Synopsis: Farmer Graham Hess (Mel Gibson) awakes one morning to find mysterious crop circles carved into his cornfield. He initially suspects pranksters and the following night sees someone outside the house. He and his brother Merrill (Joaquin Phoenix) try and catch the intruder but are eluded when the person jumps on the roof, runs over the house, then disappears into the cornfield. The next day reports of crop circles appearing all across the world dominate the news and Graham's son, Morgan (Rory Culkin), and daughter, Bo (Abigail Breslin), become convinced that aliens are coming. Soon, Merrill agrees, but Graham must confront his past before gaining the strength to face what news reports and his own eyes have told him -- that something is happening...

The dogs are the first to know. They don't see "them." But they sense their presence.

The humans have seen the signs -- the carefully crushed corn in neat, cryptic circles. We've puzzled over them and explained them away.

But the dogs know better. And when the end comes, they'll be the ones with "told you so" looks on their faces.

Signs, M. Night Shyamalan's latest exercise in creepiness, is a triumph of mood over logic, of faith over reason. It's a cerebral aliens-as-boogeymen thriller that pits an isolated rural family against the green hordes from beyond the stars.

This film scared the “living crap” outta me and I don’t like to be frightened.  Back in the 80’s, I watched HALLOWEEN at the theaters with my hands covering my face!  I don’t like to be frightened.  I’ll fight Bin Laden hand to hand BUT DON’T SNEAK UP ON ME!!!!

Mel Gibson stars as Graham Hess, a former Episcopal minister who lost his faith the night he lost his wife in an accident. He teaches his children, Morgan and Bo (Rory Culkin and Abigail Breslin), and his younger brother, Merrill (Joaquin Phoenix), that reason and learning are what can "take the strangeness away." Not religion.
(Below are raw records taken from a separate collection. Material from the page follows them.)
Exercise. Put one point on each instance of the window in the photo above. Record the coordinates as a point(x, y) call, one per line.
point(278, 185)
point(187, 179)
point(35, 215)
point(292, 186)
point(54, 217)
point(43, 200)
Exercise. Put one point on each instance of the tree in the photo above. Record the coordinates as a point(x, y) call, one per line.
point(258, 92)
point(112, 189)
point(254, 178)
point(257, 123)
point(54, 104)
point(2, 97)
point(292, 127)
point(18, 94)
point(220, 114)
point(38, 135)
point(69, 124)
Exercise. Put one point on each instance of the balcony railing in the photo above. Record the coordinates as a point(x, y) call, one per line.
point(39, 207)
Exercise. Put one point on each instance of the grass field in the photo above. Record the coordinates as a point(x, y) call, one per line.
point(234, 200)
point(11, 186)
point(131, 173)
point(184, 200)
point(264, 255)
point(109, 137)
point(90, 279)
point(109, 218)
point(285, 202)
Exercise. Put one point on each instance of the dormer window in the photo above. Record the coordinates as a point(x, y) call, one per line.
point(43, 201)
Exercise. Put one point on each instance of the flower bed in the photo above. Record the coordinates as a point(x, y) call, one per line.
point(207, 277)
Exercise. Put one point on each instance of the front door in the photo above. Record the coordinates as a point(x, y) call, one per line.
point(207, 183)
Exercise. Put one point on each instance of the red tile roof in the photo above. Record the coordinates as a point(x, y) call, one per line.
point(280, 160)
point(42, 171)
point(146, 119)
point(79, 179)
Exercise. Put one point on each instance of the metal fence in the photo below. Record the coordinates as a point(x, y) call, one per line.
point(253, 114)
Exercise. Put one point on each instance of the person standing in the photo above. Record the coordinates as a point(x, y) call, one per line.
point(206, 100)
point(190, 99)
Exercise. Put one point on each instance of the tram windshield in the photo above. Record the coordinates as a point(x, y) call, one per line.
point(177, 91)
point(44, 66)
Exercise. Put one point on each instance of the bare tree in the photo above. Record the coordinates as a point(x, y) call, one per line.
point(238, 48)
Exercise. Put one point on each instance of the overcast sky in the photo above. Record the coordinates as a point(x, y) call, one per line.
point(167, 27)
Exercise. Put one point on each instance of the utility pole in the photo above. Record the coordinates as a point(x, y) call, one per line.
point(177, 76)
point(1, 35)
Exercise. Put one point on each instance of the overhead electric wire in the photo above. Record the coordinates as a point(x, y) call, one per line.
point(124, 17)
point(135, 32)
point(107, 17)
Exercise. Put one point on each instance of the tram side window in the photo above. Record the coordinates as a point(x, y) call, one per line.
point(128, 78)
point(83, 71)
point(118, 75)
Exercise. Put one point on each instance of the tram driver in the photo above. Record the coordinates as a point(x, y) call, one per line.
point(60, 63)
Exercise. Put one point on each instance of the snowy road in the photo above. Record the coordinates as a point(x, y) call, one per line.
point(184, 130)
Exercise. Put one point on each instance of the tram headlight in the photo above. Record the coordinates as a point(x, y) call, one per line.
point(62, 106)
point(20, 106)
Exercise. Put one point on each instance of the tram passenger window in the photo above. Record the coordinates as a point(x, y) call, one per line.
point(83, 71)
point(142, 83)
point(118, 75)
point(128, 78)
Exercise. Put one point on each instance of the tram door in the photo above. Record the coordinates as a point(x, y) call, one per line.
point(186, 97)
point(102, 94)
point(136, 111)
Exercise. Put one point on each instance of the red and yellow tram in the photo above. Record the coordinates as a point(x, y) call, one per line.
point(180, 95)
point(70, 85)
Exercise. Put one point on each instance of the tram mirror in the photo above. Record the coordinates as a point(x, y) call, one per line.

His crisis of faith isn't helped when things start happening to their cornfields. It begins with crop circles "made up by guys who never had a girlfriend," Merrill says. "Nerds made them 25 years ago. New nerds are making them now."   Hmmm……I wonder if he was talking about us STAR TREK fans?

But it isn't nerds. Not this time. And the weirdness expands to include strange sounds in the night and climaxes with the 24-hour TV news telling them that strange lights and circles are enveloping the world. It looks like the alien conspiracy buffs were right. It looks like the end is near.

Shyamalan borrows from Hitchcock, Poltergeist, Night of the Living Dead and The Blair Witch Project for this, the first genuinely hair-raising thriller since Blair Witch. The music is Psycho-esque, sounding much like Bernard Herrman’s work and the terror heightened by staging the most frightening scenes in fleeting moments, leaving our imaginations to do their worst.

The mysterious maze of maize that is a cornfield, captured in everything from North by Northwest to Children of the Corn and Field of Dreams, is one-upped in Shyamalan's chilling vision. The atmosphere is as doom-laden as the post-nuclear weeper, The Day After.

The TV becomes a conduit of terror, as in Blair Witch, as scary events are presented in the always-trustworthy, more immediate grainy, jerky, TV news-as-it-happens format.

And all the while, Father Graham flashes back to the night he gave up on God and tries to piece together the meaning of it all. Why would aliens who are invading the whole world bother with one farmhouse in upscale Bucks County, Pa.? Gibson, who has made faith something he's not ashamed to display and wrestle with on the screen, is terrific in this part.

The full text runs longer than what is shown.